Wer es mit der Aufarbeitung der Familiengeschichte ernst meint, muss weiterfragen. Welche weiteren Unterlagen sind im Bundesarchiv oder in den anderen Staatsarchiven überliefert, die das Bild klären helfen? Wer diesen Weg bislang noch nicht selbst gegangen ist, möge eine der zahlreichen familienbiografischen Veröffentlichungen der letzten Jahre zu Rate ziehen oder die im Januar dieses Jahres publizierte Miniserie des ZDF »German Guilt« anschauen, die eindrücklich vermitteln, dass die Arbeit an der Familiengeschichte tatsächlich oft mühevolle Arbeit am Detail ist und einen langen Atem erfordert. Bei dieser Arbeit können und wollen das Bundesarchiv und die Staatsarchive der Länder wichtige Unterstützung bieten, übernehmen können sie die Arbeit allerdings nicht.

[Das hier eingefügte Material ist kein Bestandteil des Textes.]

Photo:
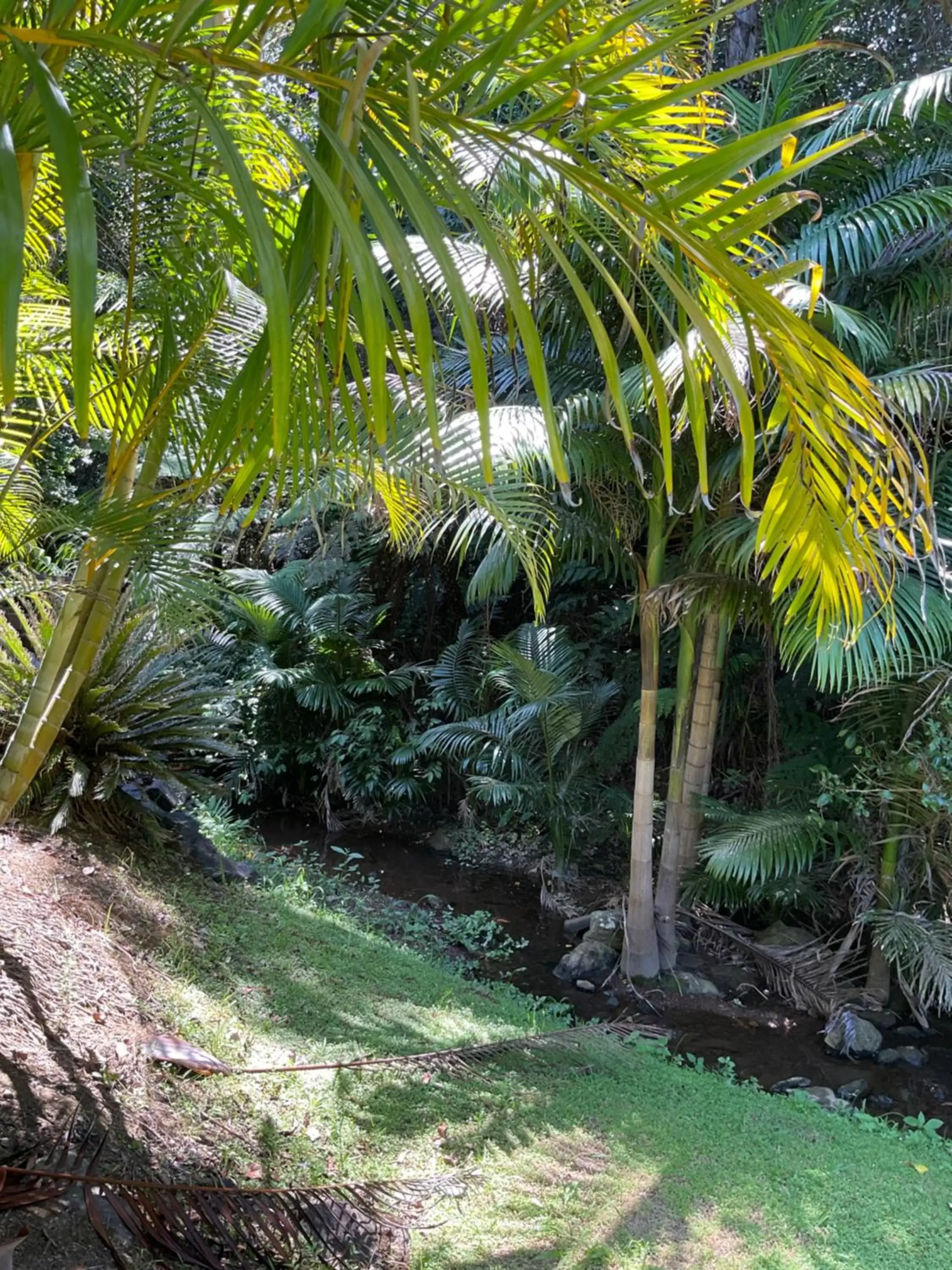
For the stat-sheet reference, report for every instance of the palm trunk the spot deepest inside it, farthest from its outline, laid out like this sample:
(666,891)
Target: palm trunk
(669,868)
(704,731)
(879,976)
(724,635)
(641,958)
(79,634)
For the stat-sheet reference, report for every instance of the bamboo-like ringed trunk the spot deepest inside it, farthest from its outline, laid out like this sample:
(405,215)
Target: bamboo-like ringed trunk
(879,977)
(669,867)
(704,731)
(641,958)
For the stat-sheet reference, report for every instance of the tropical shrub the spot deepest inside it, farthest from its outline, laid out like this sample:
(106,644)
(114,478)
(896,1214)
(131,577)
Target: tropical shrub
(150,709)
(527,718)
(327,717)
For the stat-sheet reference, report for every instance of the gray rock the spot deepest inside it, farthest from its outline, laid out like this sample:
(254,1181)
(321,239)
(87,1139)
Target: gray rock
(690,985)
(880,1103)
(857,1041)
(606,928)
(853,1091)
(913,1056)
(591,961)
(908,1055)
(577,925)
(881,1019)
(825,1098)
(441,840)
(792,1082)
(782,936)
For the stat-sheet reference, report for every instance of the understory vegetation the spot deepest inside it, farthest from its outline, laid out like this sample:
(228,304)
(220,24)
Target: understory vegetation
(522,428)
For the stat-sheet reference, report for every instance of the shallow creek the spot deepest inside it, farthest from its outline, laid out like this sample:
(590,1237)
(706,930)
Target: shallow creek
(765,1039)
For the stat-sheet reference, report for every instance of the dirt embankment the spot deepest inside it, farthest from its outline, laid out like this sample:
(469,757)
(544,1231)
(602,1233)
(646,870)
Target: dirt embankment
(77,978)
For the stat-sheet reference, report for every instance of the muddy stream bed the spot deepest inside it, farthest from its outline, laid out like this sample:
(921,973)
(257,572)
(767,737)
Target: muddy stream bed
(763,1038)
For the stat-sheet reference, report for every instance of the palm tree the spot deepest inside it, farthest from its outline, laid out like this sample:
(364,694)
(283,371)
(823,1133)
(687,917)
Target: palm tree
(311,143)
(527,714)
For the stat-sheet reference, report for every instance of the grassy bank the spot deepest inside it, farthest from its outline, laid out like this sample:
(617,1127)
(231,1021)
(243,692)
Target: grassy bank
(611,1159)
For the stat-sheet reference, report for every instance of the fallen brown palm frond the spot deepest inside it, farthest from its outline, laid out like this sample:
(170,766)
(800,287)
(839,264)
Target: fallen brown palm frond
(461,1061)
(347,1226)
(808,976)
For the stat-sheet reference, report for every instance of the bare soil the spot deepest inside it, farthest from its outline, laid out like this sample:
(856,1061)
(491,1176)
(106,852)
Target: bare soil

Im März 2026 hat die NARA bekannt gegeben, dass sie die Mikrofilme der NSDAP-Mitgliederkartei digitalisiert und zur freien Recherche online gestellt hat. Zunächst hat die »Zeit«, später haben auch der »Spiegel« und die »Süddeutsche Zeitung« die nicht leicht nutzbaren Digitalisate mithilfe modernster KI-Technik bequem und einfach recherchierbar gemacht. Obwohl die Kartei bis dahin schon benutzbar war und vielfach genutzt wurde, gewann die Frage nach der NSDAP-Mitgliedschaft von Eltern, Großeltern und anderen engen Verwandten in den Augen vieler Menschen eine völlig neue Aktualität. Wer bislang kein Interesse an dieser Frage gehabt oder den Aufwand einer Anfrage beim Bundesarchiv gescheut hatte, sieht sich nun herausgefordert, angesichts der niedrigen Zugangsschwelle doch »die Frage« zu stellen. Aber auch hier gilt: Wer es mit der Frage ernst meint, steht nun eigentlich erst am Anfang. Der sprunghafte Anstieg der entsprechenden Anfragen an das Bundesarchiv seit April 2026 zeigt, dass viele Menschen bereit sind, diese Herausforderung anzunehmen. Und es steht zu hoffen, dass diese neue Aufmerksamkeit für die Geschichte des Nationalsozialismus anhält.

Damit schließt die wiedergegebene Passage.